Pretty much the only great thing about being an adult (besides taxes, of course) is getting your own place. Remember that feeling? MINE MINE MINE.

But then you realize, it's yours alone, and to be alone, if you treat it the same way as your college pad. Ain't nobody coming over for a dinner party if your furniture looks like Berlin in 1946. Your home is basically a physical representation of your personality, and when you've got guests (or worse, family) coming over, it's like a job interview.

And therein lies the problem. Yet another life skill we're expected to know but are never taught. Well, let me drop some knowledge on you. You were a mediocre student, right? Remember your report cards? That's how we're gonna decorate.

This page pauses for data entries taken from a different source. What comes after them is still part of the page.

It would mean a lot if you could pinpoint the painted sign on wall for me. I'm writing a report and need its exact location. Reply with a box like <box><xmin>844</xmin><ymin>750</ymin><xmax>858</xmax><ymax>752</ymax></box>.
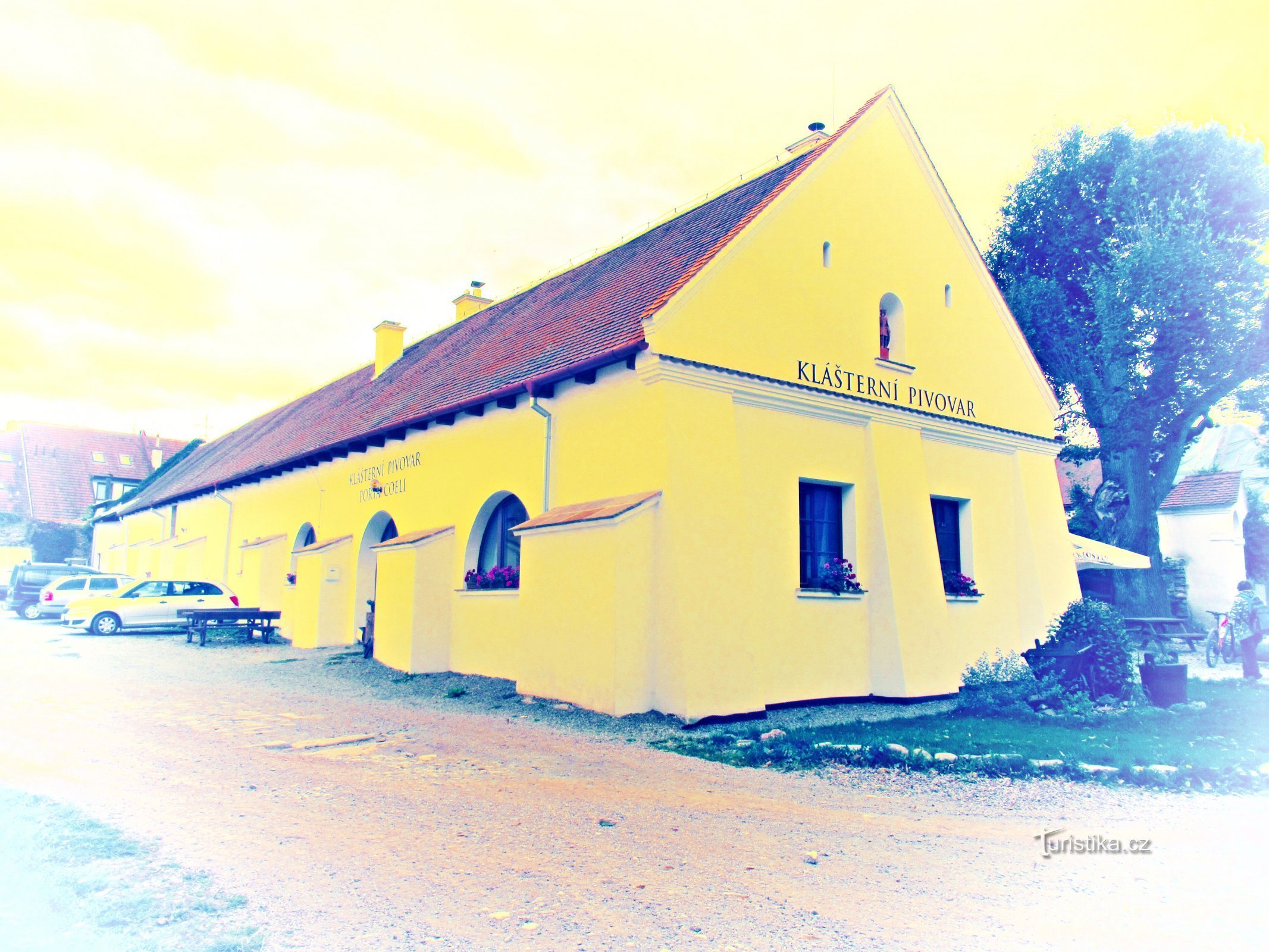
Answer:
<box><xmin>797</xmin><ymin>361</ymin><xmax>979</xmax><ymax>420</ymax></box>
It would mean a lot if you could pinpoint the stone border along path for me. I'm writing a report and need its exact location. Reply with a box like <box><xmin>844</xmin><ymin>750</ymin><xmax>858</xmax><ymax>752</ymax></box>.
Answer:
<box><xmin>741</xmin><ymin>736</ymin><xmax>1269</xmax><ymax>791</ymax></box>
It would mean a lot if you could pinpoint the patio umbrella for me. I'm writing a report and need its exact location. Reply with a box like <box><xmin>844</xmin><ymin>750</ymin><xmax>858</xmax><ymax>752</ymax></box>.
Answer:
<box><xmin>1069</xmin><ymin>532</ymin><xmax>1149</xmax><ymax>569</ymax></box>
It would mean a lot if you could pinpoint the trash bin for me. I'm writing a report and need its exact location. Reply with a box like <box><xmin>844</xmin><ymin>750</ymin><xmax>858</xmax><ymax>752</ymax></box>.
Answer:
<box><xmin>1137</xmin><ymin>654</ymin><xmax>1189</xmax><ymax>707</ymax></box>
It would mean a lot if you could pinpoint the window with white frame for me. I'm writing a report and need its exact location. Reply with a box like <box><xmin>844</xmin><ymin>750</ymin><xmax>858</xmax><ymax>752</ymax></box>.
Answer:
<box><xmin>798</xmin><ymin>480</ymin><xmax>854</xmax><ymax>589</ymax></box>
<box><xmin>930</xmin><ymin>496</ymin><xmax>972</xmax><ymax>575</ymax></box>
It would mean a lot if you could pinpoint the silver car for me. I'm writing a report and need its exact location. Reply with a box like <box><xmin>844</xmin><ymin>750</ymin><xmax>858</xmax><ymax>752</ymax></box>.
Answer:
<box><xmin>36</xmin><ymin>575</ymin><xmax>132</xmax><ymax>618</ymax></box>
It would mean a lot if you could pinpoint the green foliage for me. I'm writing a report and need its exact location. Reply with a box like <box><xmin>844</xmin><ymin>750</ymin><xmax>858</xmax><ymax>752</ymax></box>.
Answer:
<box><xmin>957</xmin><ymin>649</ymin><xmax>1039</xmax><ymax>716</ymax></box>
<box><xmin>986</xmin><ymin>124</ymin><xmax>1269</xmax><ymax>608</ymax></box>
<box><xmin>651</xmin><ymin>679</ymin><xmax>1269</xmax><ymax>791</ymax></box>
<box><xmin>1066</xmin><ymin>484</ymin><xmax>1098</xmax><ymax>538</ymax></box>
<box><xmin>961</xmin><ymin>649</ymin><xmax>1034</xmax><ymax>687</ymax></box>
<box><xmin>27</xmin><ymin>522</ymin><xmax>92</xmax><ymax>562</ymax></box>
<box><xmin>1242</xmin><ymin>493</ymin><xmax>1269</xmax><ymax>583</ymax></box>
<box><xmin>1048</xmin><ymin>598</ymin><xmax>1135</xmax><ymax>698</ymax></box>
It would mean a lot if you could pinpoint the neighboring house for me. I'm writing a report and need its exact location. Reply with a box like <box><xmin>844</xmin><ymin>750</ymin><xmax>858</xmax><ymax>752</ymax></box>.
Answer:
<box><xmin>1176</xmin><ymin>422</ymin><xmax>1269</xmax><ymax>494</ymax></box>
<box><xmin>1057</xmin><ymin>422</ymin><xmax>1269</xmax><ymax>621</ymax></box>
<box><xmin>1158</xmin><ymin>472</ymin><xmax>1248</xmax><ymax>621</ymax></box>
<box><xmin>0</xmin><ymin>422</ymin><xmax>185</xmax><ymax>561</ymax></box>
<box><xmin>94</xmin><ymin>89</ymin><xmax>1079</xmax><ymax>721</ymax></box>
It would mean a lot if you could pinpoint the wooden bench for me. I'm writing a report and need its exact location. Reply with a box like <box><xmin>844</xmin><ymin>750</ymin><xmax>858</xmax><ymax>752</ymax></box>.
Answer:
<box><xmin>1123</xmin><ymin>618</ymin><xmax>1207</xmax><ymax>655</ymax></box>
<box><xmin>176</xmin><ymin>608</ymin><xmax>282</xmax><ymax>646</ymax></box>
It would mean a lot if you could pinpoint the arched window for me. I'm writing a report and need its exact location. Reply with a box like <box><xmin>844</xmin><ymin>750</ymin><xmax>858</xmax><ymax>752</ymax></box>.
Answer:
<box><xmin>287</xmin><ymin>522</ymin><xmax>317</xmax><ymax>574</ymax></box>
<box><xmin>476</xmin><ymin>495</ymin><xmax>529</xmax><ymax>572</ymax></box>
<box><xmin>877</xmin><ymin>292</ymin><xmax>904</xmax><ymax>363</ymax></box>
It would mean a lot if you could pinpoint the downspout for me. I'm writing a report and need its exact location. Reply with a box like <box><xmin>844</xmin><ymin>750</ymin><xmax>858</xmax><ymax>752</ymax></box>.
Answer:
<box><xmin>212</xmin><ymin>486</ymin><xmax>233</xmax><ymax>585</ymax></box>
<box><xmin>529</xmin><ymin>390</ymin><xmax>553</xmax><ymax>513</ymax></box>
<box><xmin>18</xmin><ymin>422</ymin><xmax>36</xmax><ymax>518</ymax></box>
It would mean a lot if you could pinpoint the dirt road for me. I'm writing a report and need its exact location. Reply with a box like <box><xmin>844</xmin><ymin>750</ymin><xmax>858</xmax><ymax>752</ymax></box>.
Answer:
<box><xmin>0</xmin><ymin>618</ymin><xmax>1269</xmax><ymax>952</ymax></box>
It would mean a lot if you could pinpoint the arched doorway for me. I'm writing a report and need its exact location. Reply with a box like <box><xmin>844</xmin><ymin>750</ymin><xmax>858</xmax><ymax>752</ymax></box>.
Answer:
<box><xmin>353</xmin><ymin>511</ymin><xmax>397</xmax><ymax>637</ymax></box>
<box><xmin>287</xmin><ymin>522</ymin><xmax>317</xmax><ymax>585</ymax></box>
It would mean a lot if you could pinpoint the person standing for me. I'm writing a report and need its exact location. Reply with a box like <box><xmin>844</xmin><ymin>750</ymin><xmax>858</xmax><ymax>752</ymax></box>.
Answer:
<box><xmin>1229</xmin><ymin>580</ymin><xmax>1265</xmax><ymax>679</ymax></box>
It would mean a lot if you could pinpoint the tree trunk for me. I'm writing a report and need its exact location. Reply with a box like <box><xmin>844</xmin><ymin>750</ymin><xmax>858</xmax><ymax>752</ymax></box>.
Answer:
<box><xmin>1101</xmin><ymin>450</ymin><xmax>1173</xmax><ymax>617</ymax></box>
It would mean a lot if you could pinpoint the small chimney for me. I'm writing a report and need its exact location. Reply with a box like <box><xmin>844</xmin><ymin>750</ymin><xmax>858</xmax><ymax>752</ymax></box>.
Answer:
<box><xmin>453</xmin><ymin>280</ymin><xmax>494</xmax><ymax>324</ymax></box>
<box><xmin>374</xmin><ymin>321</ymin><xmax>405</xmax><ymax>377</ymax></box>
<box><xmin>784</xmin><ymin>122</ymin><xmax>829</xmax><ymax>155</ymax></box>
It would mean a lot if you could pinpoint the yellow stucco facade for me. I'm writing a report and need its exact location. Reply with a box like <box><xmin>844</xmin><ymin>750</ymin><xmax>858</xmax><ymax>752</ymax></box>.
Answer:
<box><xmin>94</xmin><ymin>94</ymin><xmax>1079</xmax><ymax>720</ymax></box>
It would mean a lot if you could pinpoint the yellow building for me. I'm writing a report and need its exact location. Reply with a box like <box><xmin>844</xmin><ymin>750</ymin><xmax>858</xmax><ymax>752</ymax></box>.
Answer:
<box><xmin>95</xmin><ymin>89</ymin><xmax>1079</xmax><ymax>720</ymax></box>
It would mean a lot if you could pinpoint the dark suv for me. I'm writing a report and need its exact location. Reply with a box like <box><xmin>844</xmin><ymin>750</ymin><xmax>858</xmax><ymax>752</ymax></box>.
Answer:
<box><xmin>4</xmin><ymin>562</ymin><xmax>102</xmax><ymax>619</ymax></box>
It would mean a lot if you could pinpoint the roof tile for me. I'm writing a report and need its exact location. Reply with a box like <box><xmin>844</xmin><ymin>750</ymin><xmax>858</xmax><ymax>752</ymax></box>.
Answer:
<box><xmin>513</xmin><ymin>490</ymin><xmax>661</xmax><ymax>532</ymax></box>
<box><xmin>1158</xmin><ymin>472</ymin><xmax>1242</xmax><ymax>509</ymax></box>
<box><xmin>124</xmin><ymin>90</ymin><xmax>886</xmax><ymax>512</ymax></box>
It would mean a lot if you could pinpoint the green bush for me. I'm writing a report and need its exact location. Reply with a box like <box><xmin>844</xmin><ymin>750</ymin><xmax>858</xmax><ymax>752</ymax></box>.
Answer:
<box><xmin>1048</xmin><ymin>598</ymin><xmax>1135</xmax><ymax>698</ymax></box>
<box><xmin>957</xmin><ymin>649</ymin><xmax>1041</xmax><ymax>715</ymax></box>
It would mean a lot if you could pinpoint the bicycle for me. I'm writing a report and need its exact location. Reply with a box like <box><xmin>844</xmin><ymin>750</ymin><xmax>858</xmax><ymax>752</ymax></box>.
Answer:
<box><xmin>1203</xmin><ymin>609</ymin><xmax>1234</xmax><ymax>668</ymax></box>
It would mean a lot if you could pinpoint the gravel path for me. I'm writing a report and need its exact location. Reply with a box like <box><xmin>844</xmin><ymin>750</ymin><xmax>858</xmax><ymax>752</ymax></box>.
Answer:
<box><xmin>0</xmin><ymin>618</ymin><xmax>1269</xmax><ymax>952</ymax></box>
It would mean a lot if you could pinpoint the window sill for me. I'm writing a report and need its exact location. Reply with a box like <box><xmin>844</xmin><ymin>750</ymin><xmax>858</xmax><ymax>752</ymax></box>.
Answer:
<box><xmin>797</xmin><ymin>589</ymin><xmax>868</xmax><ymax>602</ymax></box>
<box><xmin>873</xmin><ymin>356</ymin><xmax>916</xmax><ymax>373</ymax></box>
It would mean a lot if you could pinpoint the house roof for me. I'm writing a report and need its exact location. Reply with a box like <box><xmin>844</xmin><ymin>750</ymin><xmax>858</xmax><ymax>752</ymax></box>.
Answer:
<box><xmin>371</xmin><ymin>525</ymin><xmax>455</xmax><ymax>549</ymax></box>
<box><xmin>0</xmin><ymin>422</ymin><xmax>188</xmax><ymax>522</ymax></box>
<box><xmin>121</xmin><ymin>87</ymin><xmax>888</xmax><ymax>513</ymax></box>
<box><xmin>514</xmin><ymin>488</ymin><xmax>661</xmax><ymax>532</ymax></box>
<box><xmin>1055</xmin><ymin>459</ymin><xmax>1101</xmax><ymax>505</ymax></box>
<box><xmin>1158</xmin><ymin>472</ymin><xmax>1242</xmax><ymax>509</ymax></box>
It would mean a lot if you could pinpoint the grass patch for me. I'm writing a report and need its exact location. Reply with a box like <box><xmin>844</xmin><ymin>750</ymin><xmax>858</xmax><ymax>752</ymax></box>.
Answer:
<box><xmin>652</xmin><ymin>680</ymin><xmax>1269</xmax><ymax>788</ymax></box>
<box><xmin>0</xmin><ymin>787</ymin><xmax>264</xmax><ymax>952</ymax></box>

All you have to remember are the three C’s — comfort, convenience and culture. (Just made that up, but it kind of works, right?)

Let’s start with comfort. How many people do you usually entertain and how big is your space? Six people will be a bit lost if all you can offer them is one loveseat. Plus just the name loveseat is creepy. I never want to sit next to someone on the "loveseat."

However, if your apartment is small, a gargantuan sectional sofa could be more cumbersome than it’s worth, just like the word "cumbersome." Try mixing a six or seven sofa with accent chairs. Does your furniture feel good to you? If not, it won’t feel good to anyone else, either. On the other hand, if you’re the only one who can stand it — because, say, you just avoid sitting on the ripped leather or exposed springs — you should probably reevaluate your standards.

Riffing on a more nuanced form of comfort is convenience. There’s just nothing like sitting down in a great chair. You feel powerful. You can criticize anything, A great chair makes you a God among men.

Think. Imagine yourself in that chair. What do you have? Vodka martini straight up with a twist? Side table. What are you doing? Leaning comically far back? Ottoman. Sharing your wisdom? Which direction is your interlocutor? Sofa. What are you discussing? Is it something in the room? Bookshelf.

Think about this vista from any given angle. Don’t fill an area just because it’s open. Avoid horror vacui (that's Latin for “fear of empty space”). Imagine how people (and pets) will move through a space, and let your pieces work together with plenty of room to allow light, air and hopefully a little mojo pass between.

 The best part: No one is going to tell you that you can’t have your snack or beverage with you (ahem, Mom) because the furniture should also be convenient to clean. Sure, the family heirloom you inherited looks cool, but is it practical? If you find yourself chasing people around with a spray bottle and dustpan, you either need to chill out or invest in some more manageable furniture.

Okay, finally: Culture. No, I do not mean the mold growing behind your refrigerator. (Ew, really?) By culture, I mean things like style, trendiness and even sustainability — yes, we are moving toward a greener culture, even when it comes to furniture. Tables and chairs can now be environmentally responsible and aesthetically pleasing. Whether that be a sleek nod to minimalism, a bold geometric design or a favorite color or texture, you can play with side tables, accessories, accent chairs — new and old — to bring character into your home while sticking to your values. Just be sure to shop with sustainable retailers. Throw in a green plant, and BAM, you’ve got your life together.

These guidelines are nothing you can’t handle and will go a long way in entertaining your friends — not to mention yourself. Now go out there and make me proud!